Разумеется, Уэлльс не большевик, и «Россия во мраке» нисколько не большевистская книга. Обычное, неправильное представление видит в советской власти правительство неразборчивое, нечестное, но чрезвычайно хитрое. Уэлльс для оригинальности держится противоположного и столь же неверного взгляда: Совет народных комиссаров, по его мнению, – правительство вполне честное и добродетельное, но чрезвычайно ограниченное. Собственно говоря, этот взгляд для большевиков гораздо обиднее ходячего о них представления.

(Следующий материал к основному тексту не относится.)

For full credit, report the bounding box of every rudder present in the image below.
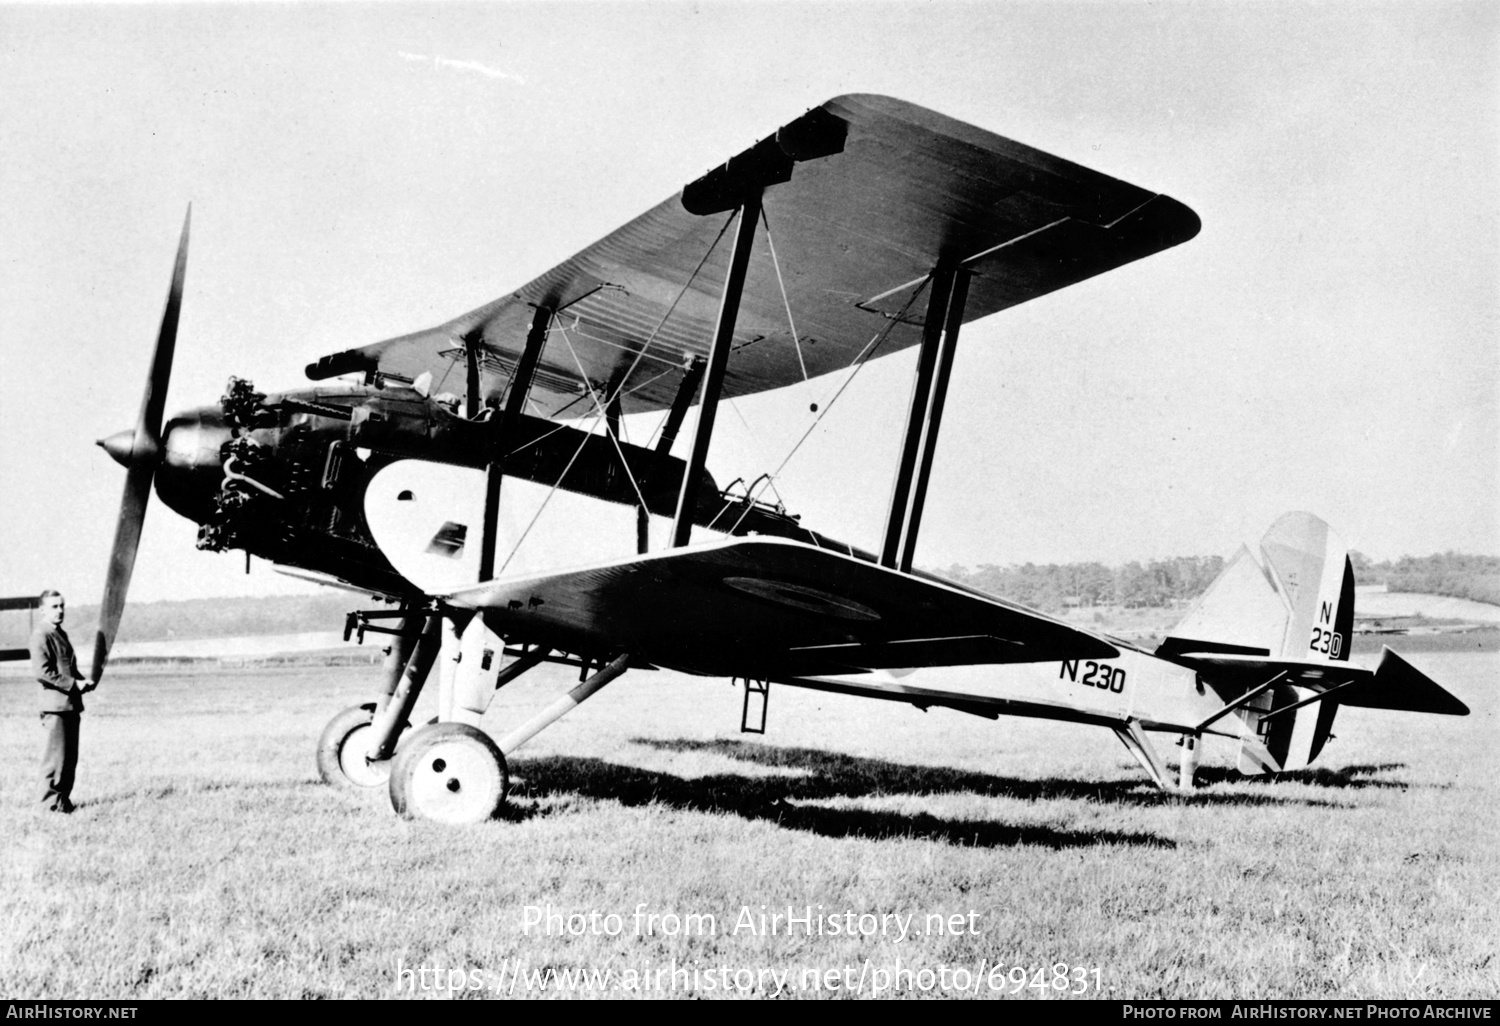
[1160,513,1350,775]
[1237,513,1351,773]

И тем не менее большевистская печать на Западе с восторгом приняла книгу Уэлльса. «Мудрый Эдип, разреши», – говорили в таких случаях передовики провинциальных газет.
Мудрому Эдипу впрочем было бы нетрудно разрешить данный вопрос – хотя бы простым подсчетом числа страниц в книге Уэлльса, где он большевиков хвалить, и числа строчек, где он их ругает. Я этой статистикой заниматься не стану. Можно и нужно отметить, что поездка Уэлльса по России была обставлена на чисто американский лад (прежние иностранные гости, от Флетчера до Кюстина, Гакстгаузена и Леруа-Болье, путешествовали совершенно иначе).

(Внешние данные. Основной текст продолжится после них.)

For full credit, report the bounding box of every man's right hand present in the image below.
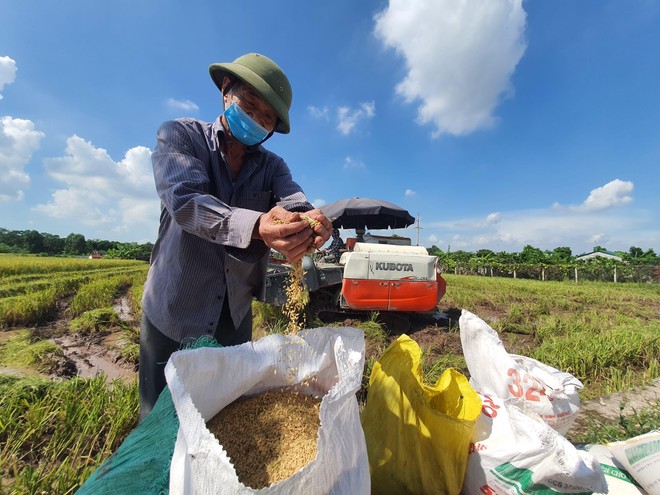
[255,206,316,263]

Фактические ошибки в книге «Россия во мраке», разумеется, попадаются. Герой одного из старых романов Уэлльса любил говорить о музыкантах, но вместо слова «Падеревский» у него неизменно выходило «Падрееский». Такие подозрительные «Падрееские» проскальзывают в новом политическом романе английского писателя. Но на них останавливаться не стоить, тем более, что ряд бытовых сцен из русской жизни написан им верно и ярко. Старая латинская поговорка запрещает также спорить о вкусах: Уэлльсу, например, в России больше всего понравился большевик Зорин, к которому он чувствует «истинную дружбу», а меньше всего – «абсурдный» собор Василия Блаженного. Я видал г. Зорина, видал также церковь Василия Блаженного, и, нисколько не споря о вкусах, не могу разделить восторга Б.Э. Нольде пред огромным талантом наблюдения, проявившимся в последней книге Уэлльса. И уж никак не считаю возможным согласиться с его весьма категорическим и общим суждением о русской эмиграции: «Уэлльс» замечает барон Нольде, – пишет в одном месте: «Русские эмигранты в Англии политически ничтожны (в подлиннике значительно сильнее: «politically contemptible», M.A.). Они перепевают бесконечные истории «о большевистских зверствах»; поджоги помещичьих усадьб крестьянами, грабежи и убийства утративших подчинение солдат в городах, преступления на отдаленных улицах – они выдают все это за акты большевистского правительства. Спросите их, какое правительство они хотят на их место, и вы получите пустые общие места – обычно приспособленные к тому, что собеседник считает вашим специальным политическим вкусом. Или они утомляют вас восхвалением очередного сверхдеятеля: Деникина или Врангеля, который все устроит – Бог знает как. Они не заслуживают ничего лучшего, чем царь, и они даже неспособны решить, какого царя они хотят». – «Эти слова жестоки», – добавляет Б.Э. Нольде, – «и во многом совершенно несправедливы; но разве в них нет существенной доли правды?».